Future Runtime Boundary
The next implementation phase should keep the same pipeline boundary:
- UI calls
src/pipeline.py. src/pipeline.pycalls the configured vision and text runners.- runners return validated Pydantic schemas.
- trace logging records backend metadata and fallback markers.
Do not move model calls into src/ui/layout.py.
Fallback Rules
- VLM unavailable: use manual description and mock/example gallery path.
- llama.cpp unavailable: use mock text generation path and record
text-fallback-to-mock. - invalid model JSON: repair and validate before rendering, then fall back to mock if validation fails.

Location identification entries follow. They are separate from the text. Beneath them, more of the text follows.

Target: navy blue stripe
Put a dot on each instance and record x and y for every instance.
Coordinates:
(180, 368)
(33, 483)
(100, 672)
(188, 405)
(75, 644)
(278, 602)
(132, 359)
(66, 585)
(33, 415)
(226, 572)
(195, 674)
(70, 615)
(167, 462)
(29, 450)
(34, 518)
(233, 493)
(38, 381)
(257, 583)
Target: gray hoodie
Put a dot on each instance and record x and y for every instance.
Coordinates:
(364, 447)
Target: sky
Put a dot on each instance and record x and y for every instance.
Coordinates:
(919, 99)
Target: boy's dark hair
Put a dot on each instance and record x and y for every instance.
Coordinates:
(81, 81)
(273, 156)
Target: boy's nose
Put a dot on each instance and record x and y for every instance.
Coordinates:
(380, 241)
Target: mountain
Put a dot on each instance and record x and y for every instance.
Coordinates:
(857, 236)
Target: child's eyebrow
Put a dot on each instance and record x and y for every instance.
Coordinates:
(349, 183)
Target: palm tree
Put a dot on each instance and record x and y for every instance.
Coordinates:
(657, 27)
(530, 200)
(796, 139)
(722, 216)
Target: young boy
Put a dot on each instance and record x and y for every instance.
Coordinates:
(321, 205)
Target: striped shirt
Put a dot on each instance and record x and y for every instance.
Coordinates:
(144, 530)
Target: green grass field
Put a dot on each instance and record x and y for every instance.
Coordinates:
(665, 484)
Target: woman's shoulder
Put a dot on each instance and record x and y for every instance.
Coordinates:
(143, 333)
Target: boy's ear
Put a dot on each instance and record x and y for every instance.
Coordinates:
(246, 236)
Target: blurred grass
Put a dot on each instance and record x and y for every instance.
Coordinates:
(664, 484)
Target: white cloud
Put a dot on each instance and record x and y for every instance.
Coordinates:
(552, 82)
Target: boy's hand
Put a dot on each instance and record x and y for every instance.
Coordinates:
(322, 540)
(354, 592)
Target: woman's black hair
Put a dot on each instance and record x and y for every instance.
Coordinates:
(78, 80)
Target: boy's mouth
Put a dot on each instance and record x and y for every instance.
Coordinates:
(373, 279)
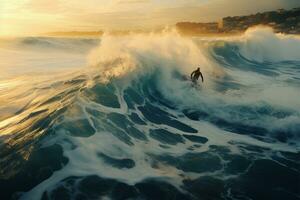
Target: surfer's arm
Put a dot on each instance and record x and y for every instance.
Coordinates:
(201, 76)
(192, 74)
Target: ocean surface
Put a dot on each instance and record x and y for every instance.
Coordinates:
(118, 118)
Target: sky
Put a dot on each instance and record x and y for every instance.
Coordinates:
(27, 17)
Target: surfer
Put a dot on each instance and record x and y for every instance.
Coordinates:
(195, 75)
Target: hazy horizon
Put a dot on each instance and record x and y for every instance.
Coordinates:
(27, 17)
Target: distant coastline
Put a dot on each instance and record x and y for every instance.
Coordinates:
(282, 21)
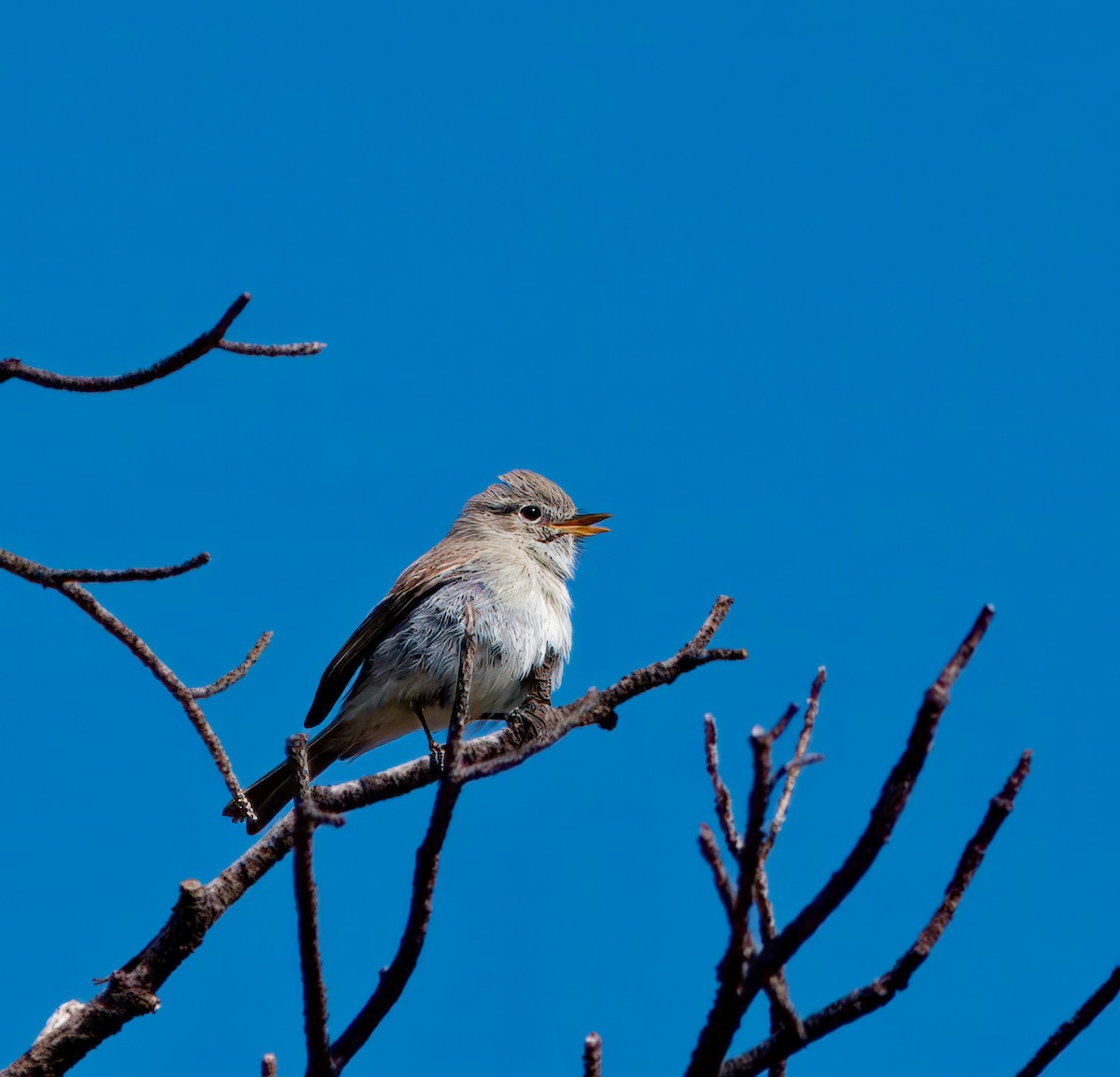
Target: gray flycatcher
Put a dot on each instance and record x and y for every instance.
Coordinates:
(509, 555)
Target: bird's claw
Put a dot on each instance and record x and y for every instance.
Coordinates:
(524, 724)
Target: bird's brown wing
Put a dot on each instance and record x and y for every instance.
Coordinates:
(437, 567)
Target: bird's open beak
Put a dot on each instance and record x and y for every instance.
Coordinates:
(581, 526)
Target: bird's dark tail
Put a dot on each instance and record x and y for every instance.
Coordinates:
(270, 794)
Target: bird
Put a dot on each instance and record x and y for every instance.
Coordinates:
(509, 556)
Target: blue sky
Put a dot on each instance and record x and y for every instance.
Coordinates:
(819, 301)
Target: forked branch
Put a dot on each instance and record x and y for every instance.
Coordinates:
(64, 582)
(214, 337)
(200, 907)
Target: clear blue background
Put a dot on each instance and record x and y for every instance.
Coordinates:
(819, 301)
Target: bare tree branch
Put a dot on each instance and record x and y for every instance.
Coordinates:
(200, 907)
(735, 994)
(1093, 1007)
(61, 580)
(593, 1055)
(307, 915)
(877, 994)
(393, 979)
(794, 768)
(723, 886)
(723, 812)
(212, 338)
(234, 675)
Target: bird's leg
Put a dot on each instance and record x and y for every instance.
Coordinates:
(525, 721)
(436, 750)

- private input: anonymize trace text before saving public traces.
Trace fallback markers:
mock-runtime: default mock vision and mock text runtime.mock-text-runtime: real or configured vision path with mock text generation.mock-vision-runtime: mock vision with a configured non-mock text backend.vision-fallback-to-mock: MiniCPM-V failed or returned invalid JSON, so mock object understanding was used.text-fallback-to-mock: llama.cpp was configured but unavailable, invalid, or unable to return schema-valid JSON.